Doha, Qatar: Houda Bouamor (pictured) served as a key organiser for the 2023 Conference on Empirical Methods in Natural Language Processing (EMNLP2023), an event that drew about 4,000 global experts in the area of Natural Language Processing (NLP), a subfield of artificial intelligence.  Bouamor is an associate teaching professor of information systems at Carnegie Mellon University in Qatar, and an expert in NLP.

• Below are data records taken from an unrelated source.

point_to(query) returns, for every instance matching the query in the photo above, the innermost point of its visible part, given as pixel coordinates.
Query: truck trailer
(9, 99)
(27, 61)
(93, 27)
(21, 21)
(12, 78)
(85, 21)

This year, the conference took place in Singapore. Bouamor was one of the programme chairs for the conference, and Kemal Oflazer, a CMU-Q teaching professor of computer science and an expert in Turkish NLP, served as an ethics chair.

“There were so many interesting researchers and practitioners at the conference that provided valuable insight into the possibilities, and the challenges of processing human languages. This was particularly pertinent given the surge of Generative AI, a crucial task within our field,” said Bouamor. “The consistent theme throughout was that NLP should be human-centred. Researchers are looking at novel ways that generative AI and NLP can improve people’s lives, like detecting mental health issues, providing accessibility for the hearing-impaired, and strengthening cultural identity in less represented languages.”

Michael Trick, Dean of CMU-Q, is a strong proponent of thoughtful, human-centred AI. “At Carnegie Mellon, we believe that teaching our students responsible AI is the key to positive, ethical progress. Of course, the theory and technical intricacies of artificial intelligence are important, but equally important is to think through the impact of innovation.”  Bouamor helped ensure the conference addressed the challenges in the field including the importance of large language models in building Generative AI tools.

“We felt it was imperative to discuss issues like sustainability and bias that are inherent in large language modeling. We also want to consider how to preserve the culture and identity that is deeply embedded in language. Everyone in this field should be reflecting on how to make advances that will have a positive impact on the world.”